[Date Prev][Date Next][Thread Prev][Thread Next][Date Index][Thread Index]

[HTCondor-users] rarely - file not transferred



An announcement for HTCondor 7.9.4 just came out, which got me thinking about upgrading from 7.8.4 to perhaps fix an issue.

My use of HTCondor results in each job producing a text file with summary information and an optional data file. The text file is used as a trigger to look for the associated data file, because the data file is not always produced. Submittals might contain thousands of jobs and each produces these output(s). Occasionally (4 times in ~4 months) at least one of those text files was not transferred at job completion and the program that manages the HTCondor submits (a task manager on the submit machine) waited for the text file to show up, but it never did. After the first time this happened, matching data files were transferred to the submit machine. Every time this has happened, condor_status eventually showed that all jobs completed, but yet the task manager waited. The first time this happened there were a number of missing text files (I didn't count, 10-20) and I don't know if any data files were missing.

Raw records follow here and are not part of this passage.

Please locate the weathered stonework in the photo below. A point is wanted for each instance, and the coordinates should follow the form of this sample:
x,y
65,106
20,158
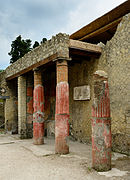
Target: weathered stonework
x,y
101,123
57,45
10,105
30,105
115,61
22,125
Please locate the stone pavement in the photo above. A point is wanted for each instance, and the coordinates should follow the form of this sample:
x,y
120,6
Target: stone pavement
x,y
21,160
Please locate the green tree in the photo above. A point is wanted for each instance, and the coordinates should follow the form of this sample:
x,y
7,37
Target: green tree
x,y
36,43
19,48
43,40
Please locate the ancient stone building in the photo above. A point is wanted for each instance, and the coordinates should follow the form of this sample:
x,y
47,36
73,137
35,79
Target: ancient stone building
x,y
51,87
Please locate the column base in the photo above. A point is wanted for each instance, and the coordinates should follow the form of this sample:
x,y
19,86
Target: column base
x,y
61,134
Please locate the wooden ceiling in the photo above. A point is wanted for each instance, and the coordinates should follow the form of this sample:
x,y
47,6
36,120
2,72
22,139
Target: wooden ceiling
x,y
103,28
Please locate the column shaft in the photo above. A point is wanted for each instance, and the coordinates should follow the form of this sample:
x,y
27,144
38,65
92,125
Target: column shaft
x,y
62,109
101,124
38,105
22,106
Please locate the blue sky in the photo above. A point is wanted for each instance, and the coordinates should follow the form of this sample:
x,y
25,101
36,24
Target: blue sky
x,y
35,19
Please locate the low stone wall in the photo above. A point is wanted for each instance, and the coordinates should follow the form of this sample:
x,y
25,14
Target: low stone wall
x,y
115,61
59,45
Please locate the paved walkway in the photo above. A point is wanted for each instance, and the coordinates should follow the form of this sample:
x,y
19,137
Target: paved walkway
x,y
21,160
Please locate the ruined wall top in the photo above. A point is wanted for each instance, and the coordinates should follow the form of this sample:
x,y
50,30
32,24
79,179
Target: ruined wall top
x,y
58,44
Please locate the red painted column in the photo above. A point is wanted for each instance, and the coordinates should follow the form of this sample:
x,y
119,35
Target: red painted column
x,y
38,105
62,109
101,123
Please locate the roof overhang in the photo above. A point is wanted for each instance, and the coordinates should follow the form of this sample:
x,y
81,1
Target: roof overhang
x,y
103,28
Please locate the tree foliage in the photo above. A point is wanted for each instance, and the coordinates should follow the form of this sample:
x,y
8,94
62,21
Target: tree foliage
x,y
36,44
20,47
43,40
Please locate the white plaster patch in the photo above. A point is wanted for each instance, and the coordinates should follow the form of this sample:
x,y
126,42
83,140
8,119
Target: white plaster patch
x,y
113,172
115,156
82,92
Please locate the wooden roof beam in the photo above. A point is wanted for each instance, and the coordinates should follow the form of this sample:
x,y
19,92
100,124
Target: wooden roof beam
x,y
83,46
101,30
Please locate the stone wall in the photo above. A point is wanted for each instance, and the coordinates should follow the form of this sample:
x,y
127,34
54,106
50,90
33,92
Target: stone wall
x,y
22,107
115,60
49,83
80,74
29,99
57,45
2,102
10,105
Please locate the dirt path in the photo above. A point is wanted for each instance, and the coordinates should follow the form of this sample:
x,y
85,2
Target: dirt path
x,y
21,160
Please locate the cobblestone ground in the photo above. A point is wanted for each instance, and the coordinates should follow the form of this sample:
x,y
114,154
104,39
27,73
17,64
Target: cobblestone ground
x,y
21,160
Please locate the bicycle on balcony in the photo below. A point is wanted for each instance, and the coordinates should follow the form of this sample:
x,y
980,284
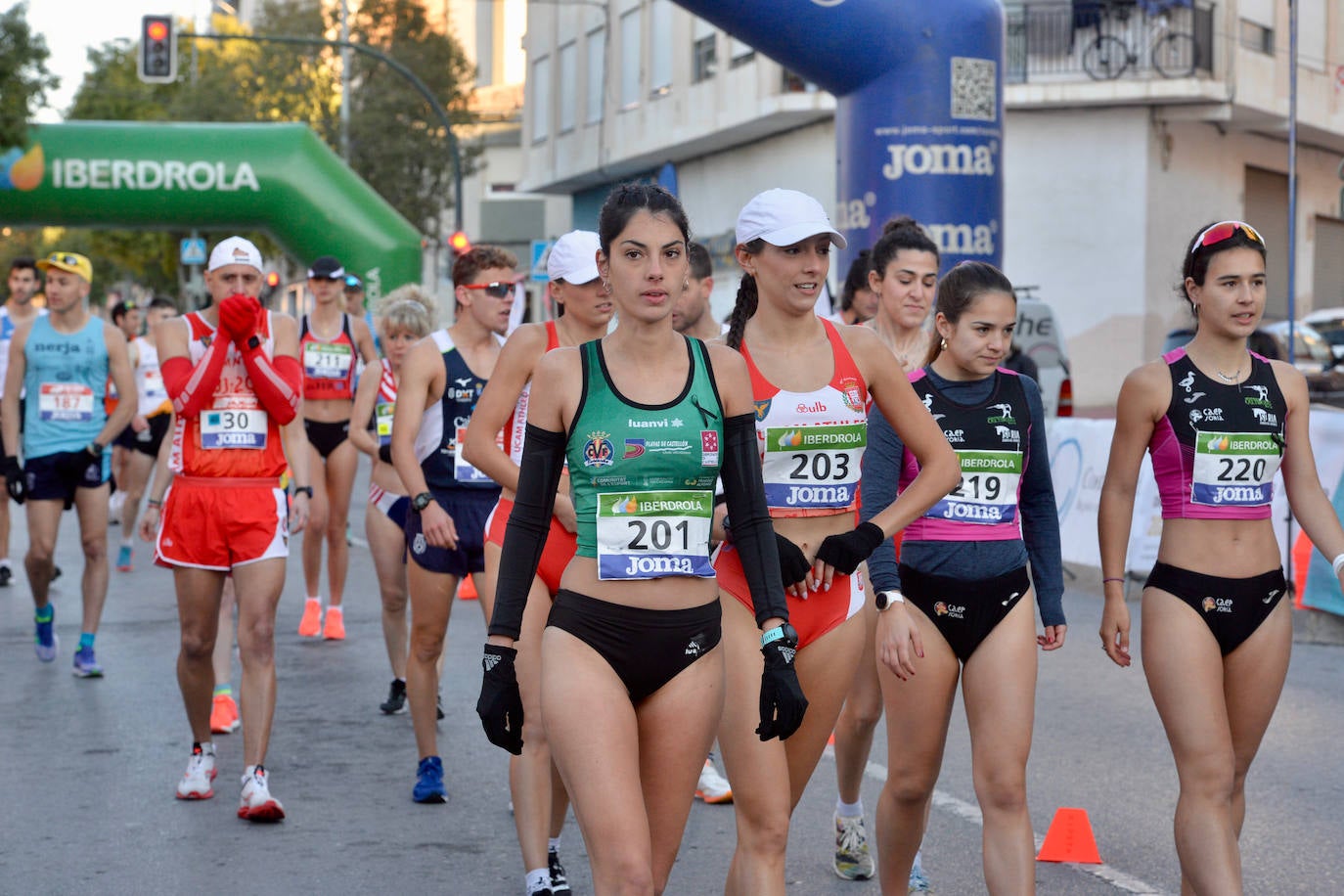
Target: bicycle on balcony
x,y
1174,54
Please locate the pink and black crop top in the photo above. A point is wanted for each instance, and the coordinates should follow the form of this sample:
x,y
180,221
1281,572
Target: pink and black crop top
x,y
1218,448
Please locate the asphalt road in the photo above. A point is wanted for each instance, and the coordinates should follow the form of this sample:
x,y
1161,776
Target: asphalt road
x,y
89,769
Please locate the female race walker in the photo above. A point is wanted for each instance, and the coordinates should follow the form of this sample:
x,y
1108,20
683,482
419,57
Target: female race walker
x,y
963,572
1218,421
405,317
902,274
333,344
811,385
585,309
631,661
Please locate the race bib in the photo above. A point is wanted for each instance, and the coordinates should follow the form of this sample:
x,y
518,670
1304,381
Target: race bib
x,y
1234,469
237,427
65,402
650,535
464,471
383,413
813,467
327,360
988,490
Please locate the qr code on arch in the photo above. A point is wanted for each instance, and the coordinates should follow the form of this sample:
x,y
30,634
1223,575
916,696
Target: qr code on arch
x,y
973,89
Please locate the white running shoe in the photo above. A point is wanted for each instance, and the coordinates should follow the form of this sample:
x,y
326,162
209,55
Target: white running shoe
x,y
201,771
255,802
712,786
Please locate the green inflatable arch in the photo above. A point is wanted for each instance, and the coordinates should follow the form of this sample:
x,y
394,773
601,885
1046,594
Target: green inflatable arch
x,y
221,176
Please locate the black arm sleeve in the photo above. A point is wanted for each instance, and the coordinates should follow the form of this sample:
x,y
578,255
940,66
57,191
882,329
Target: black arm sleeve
x,y
528,524
751,531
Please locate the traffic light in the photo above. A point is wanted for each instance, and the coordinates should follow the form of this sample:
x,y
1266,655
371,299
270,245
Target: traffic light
x,y
157,50
459,242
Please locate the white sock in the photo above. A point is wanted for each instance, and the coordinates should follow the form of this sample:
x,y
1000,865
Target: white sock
x,y
850,810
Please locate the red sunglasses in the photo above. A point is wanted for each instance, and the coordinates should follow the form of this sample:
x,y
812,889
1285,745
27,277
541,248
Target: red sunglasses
x,y
1225,230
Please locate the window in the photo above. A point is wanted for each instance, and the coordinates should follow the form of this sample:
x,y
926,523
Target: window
x,y
568,61
660,47
704,58
631,58
541,98
596,75
742,54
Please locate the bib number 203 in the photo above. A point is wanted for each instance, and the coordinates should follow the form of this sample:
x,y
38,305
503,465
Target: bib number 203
x,y
657,535
822,467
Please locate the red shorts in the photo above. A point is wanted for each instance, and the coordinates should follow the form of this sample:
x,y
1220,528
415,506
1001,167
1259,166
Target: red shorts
x,y
811,618
222,522
560,548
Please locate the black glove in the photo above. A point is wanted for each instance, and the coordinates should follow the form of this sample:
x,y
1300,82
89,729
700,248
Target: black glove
x,y
14,479
783,702
793,563
74,465
500,705
847,551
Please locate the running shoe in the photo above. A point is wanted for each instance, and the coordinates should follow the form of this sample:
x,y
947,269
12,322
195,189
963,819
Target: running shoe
x,y
255,802
46,641
852,860
223,715
395,701
428,782
560,882
712,787
86,665
335,626
201,771
311,625
918,880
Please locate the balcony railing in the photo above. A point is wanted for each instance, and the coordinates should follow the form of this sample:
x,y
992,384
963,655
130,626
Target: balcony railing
x,y
1056,40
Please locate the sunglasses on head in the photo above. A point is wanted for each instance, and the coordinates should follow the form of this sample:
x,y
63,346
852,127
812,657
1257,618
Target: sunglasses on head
x,y
499,289
1225,230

Because the data output file is optional, if it fails to transfer, the task manager would not know. It didn't occur to me that this could be a problem. A workaround would be to put a flag in the text file indicating that a data file was produced to be sure to look for it, but the part that bothers me is that not all the files are making it back to the task manager.

Is this a network reliability issue? Is this something that other users have seen? Has it been addressed in a patch since version 7.8.4?